L’école primaire de Boghé : une des premières en Mauritanie fut
créée en 1908.
Mais, elle
ne fut réellement opérationnelle qu’en 1921-1922,
grâce à l’œuvre du directeur africain qui la dirigea de 1922 à 1952, le Saint louisien Ndiawar Sarr.
Cette école
a été une véritable pépinière de cadres
pour la Mauritanie indépendante.
Les activités culturelles et
sportives telles que
les cours de vacances, le théâtre, la musique, le basket ball, etc., les
travaux d’utilité publique (investissements humains) y étaient régulièrement
organisés. Ces activités retenaient si bien l’attention des jeunes de la ville que rares étaient les élèves ou étudiants qui
passaient leurs vacances ailleurs à Boghé.
Un centre de recherches et de
formation vétérinaires :
pendant des décennies et jusqu’à
l’indépendance de la Mauritanie, et plus particulièrement entre les deux
guerres mondiales, Boghé a abrité
l’un des deux centres sous- régionaux africains chargés de la recherche, de la préparation de sérums et de vaccins, et enfin de la formation du personnel
vétérinaire de toute l’Afrique occidentale(
le second centre était localisé à
Dogondoutchi, au Niger ; les Abattoirs
de Boghé, en relation avec ce centre, préparaient les viandes exportées
vers la France, surtout durant les périodes des guerres mondiales.
Un centre de Recherche Agricoles : en 1910 un
jardin d’essai a été créé à Boghé.
Longtemps entretenu par les divers résidents de la subdivision qui se sont
succédés dans la ville jusqu’à à l’indépendance du pays, ce jardin et les
nombreux arbres flamboyants « aux grappes de feu »plantés sur le
pont-digue, tout autour des digues et dans les rues et édifices publics
contribuèrent à créer dans la ville un environnement ‘’ beau’’ et ‘’gai’’ comme
le disaient certains poètes ou intellectuels natifs ou non de la ville.

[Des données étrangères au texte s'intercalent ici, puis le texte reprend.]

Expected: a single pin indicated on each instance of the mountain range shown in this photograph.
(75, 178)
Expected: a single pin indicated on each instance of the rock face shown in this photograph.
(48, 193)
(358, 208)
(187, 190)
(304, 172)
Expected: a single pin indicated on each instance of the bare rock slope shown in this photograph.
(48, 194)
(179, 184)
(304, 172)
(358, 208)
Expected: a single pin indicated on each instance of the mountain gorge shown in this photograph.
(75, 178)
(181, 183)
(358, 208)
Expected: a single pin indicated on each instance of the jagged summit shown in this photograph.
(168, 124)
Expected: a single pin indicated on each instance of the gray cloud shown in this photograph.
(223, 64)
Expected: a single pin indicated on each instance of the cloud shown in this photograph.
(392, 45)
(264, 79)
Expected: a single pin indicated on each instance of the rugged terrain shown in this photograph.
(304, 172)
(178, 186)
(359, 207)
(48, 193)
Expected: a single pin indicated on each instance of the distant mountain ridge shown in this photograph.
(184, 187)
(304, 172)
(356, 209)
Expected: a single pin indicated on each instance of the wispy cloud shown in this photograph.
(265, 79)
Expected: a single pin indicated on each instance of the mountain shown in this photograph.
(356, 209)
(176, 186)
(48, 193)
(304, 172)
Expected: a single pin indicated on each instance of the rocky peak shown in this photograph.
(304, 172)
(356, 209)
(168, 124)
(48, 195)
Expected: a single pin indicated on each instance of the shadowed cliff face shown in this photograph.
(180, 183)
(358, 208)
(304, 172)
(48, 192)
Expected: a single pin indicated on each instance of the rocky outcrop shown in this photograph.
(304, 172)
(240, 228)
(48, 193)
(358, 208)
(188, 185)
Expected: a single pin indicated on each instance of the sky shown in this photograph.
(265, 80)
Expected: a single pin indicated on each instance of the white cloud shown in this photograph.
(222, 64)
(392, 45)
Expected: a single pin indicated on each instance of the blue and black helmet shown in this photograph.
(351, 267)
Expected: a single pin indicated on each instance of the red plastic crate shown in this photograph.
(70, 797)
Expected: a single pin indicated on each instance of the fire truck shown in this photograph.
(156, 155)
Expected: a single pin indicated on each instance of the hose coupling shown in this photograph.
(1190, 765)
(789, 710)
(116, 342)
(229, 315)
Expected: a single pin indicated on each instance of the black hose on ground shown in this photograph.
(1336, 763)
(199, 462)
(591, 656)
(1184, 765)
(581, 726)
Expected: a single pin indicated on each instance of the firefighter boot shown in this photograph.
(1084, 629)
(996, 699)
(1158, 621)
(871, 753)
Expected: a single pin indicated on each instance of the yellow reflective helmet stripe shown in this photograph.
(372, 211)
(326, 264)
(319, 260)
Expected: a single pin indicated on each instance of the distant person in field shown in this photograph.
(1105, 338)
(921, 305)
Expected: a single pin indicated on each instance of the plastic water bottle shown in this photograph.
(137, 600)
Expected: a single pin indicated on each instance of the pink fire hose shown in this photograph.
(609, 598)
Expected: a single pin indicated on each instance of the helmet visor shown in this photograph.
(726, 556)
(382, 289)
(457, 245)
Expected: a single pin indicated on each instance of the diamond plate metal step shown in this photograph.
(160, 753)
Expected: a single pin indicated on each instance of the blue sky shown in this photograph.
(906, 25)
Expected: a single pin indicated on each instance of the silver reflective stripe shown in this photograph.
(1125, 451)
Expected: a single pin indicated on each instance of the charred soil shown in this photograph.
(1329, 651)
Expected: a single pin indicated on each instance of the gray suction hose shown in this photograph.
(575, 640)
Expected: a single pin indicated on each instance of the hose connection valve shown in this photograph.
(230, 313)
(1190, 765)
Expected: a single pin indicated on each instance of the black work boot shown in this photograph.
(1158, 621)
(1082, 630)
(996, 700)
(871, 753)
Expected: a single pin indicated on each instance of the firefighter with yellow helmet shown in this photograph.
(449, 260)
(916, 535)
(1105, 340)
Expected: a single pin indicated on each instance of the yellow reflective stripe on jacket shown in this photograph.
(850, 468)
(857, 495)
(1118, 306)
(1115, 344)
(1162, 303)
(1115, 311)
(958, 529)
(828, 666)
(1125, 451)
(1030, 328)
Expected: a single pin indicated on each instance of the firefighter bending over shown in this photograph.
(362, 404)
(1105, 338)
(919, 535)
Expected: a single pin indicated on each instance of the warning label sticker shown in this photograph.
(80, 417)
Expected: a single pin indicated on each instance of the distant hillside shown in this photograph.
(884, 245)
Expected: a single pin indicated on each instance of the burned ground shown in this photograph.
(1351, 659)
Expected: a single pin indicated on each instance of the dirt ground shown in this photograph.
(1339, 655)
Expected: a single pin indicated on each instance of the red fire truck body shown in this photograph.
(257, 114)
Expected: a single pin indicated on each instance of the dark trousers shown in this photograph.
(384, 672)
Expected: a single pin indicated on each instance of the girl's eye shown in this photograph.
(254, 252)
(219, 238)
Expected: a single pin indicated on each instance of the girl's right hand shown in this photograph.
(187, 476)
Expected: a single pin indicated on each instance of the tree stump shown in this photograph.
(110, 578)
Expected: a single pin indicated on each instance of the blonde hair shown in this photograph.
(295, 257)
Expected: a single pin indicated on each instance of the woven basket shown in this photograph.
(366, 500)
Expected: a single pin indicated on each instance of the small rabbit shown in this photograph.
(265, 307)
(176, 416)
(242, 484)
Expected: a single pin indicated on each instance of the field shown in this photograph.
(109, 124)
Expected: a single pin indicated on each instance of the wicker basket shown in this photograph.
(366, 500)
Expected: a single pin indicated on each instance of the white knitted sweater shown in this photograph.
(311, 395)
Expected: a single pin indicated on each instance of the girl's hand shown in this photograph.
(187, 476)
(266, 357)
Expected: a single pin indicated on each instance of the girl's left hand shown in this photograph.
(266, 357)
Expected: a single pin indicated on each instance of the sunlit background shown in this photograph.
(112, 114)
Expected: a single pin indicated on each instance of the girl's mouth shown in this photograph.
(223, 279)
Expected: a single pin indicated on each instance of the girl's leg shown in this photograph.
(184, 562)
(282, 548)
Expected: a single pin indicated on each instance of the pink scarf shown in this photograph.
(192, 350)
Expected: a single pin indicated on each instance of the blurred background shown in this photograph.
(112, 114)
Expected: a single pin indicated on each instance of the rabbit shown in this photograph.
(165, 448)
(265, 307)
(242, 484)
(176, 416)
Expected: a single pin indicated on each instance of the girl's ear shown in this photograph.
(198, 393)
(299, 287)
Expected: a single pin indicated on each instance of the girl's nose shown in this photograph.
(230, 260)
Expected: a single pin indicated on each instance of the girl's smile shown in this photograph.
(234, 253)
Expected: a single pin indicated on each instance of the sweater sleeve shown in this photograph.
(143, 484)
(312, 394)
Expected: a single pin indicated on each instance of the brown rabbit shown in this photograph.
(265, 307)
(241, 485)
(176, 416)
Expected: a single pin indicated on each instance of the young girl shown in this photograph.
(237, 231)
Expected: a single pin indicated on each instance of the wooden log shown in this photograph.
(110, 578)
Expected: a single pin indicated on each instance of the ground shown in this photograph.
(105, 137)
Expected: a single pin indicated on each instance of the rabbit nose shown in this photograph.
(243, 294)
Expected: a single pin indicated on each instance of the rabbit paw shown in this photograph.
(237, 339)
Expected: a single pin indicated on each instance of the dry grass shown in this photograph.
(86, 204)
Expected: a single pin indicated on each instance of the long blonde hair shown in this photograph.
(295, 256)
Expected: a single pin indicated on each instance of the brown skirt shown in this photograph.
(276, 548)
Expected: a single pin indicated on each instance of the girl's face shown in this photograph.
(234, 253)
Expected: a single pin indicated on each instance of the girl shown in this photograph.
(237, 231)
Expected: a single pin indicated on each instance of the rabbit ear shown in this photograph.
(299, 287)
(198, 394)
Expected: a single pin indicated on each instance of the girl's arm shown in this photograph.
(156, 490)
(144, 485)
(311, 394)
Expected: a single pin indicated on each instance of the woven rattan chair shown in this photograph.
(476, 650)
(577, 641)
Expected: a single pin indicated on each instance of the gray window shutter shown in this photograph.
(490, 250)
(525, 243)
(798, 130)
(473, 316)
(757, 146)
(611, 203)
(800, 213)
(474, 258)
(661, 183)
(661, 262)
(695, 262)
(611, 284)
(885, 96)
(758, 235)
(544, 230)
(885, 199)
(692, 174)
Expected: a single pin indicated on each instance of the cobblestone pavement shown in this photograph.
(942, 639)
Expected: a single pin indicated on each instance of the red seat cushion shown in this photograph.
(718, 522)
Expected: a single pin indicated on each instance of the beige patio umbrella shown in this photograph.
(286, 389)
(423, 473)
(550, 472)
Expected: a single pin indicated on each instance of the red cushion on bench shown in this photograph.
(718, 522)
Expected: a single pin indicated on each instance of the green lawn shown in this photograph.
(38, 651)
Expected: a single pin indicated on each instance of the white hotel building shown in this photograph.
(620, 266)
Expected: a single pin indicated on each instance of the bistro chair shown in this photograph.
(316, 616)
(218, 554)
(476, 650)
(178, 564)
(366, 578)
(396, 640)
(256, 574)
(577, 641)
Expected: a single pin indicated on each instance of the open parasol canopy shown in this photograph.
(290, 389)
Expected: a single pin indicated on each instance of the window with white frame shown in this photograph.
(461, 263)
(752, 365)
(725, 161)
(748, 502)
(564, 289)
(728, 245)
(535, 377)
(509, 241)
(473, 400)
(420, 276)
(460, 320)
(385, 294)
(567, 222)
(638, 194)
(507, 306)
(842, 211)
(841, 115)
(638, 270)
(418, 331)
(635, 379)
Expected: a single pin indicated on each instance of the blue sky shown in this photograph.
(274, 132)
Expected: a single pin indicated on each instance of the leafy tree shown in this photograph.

Le secteur agricole de la ville
de Boghé qui s’intéressa depuis 1911 à la culture du
riz sauvage qui était assez répondu dans la région de Boghé, eut la lourde
tache d’introduire la culture du riz ’’ industriel’’
en Mauritanie, à partir de 1965 : les premiers essais pilotes eurent lieu
sous sa conduite à Dar El Barka et à
Bakaw, Weending localités situées toutes à l’époque dans la
Subdivision de Boghé.
Une
ville en déclin :
la ville de Boghé n’a pas beaucoup évolué durant les deux premières décennies
qui suivirent l’indépendance du pays.
Bien qu’elle demeurât pendant longtemps le
chef- lieu d’une des subdivisions les plus peuplées du pays (administrant la zone allant de Dar El Barka à Mbagne), elle resta sans
infrastructures économiques et autres. Celles qui existaient déjà furent
négligées, détruites et tombèrent en ruine : le dispensaire, le centre d’élevage,
écoles primaires, le jardin d’essai, les archives administratives, etc.
A cela
s’ajoute l’effet négatif des dissensions ou divisions internes des politiciens
locaux. La ville a donc connu une longue période de déclin. Cependant, les
activités culturelles y furent maintenues par la jeunesse.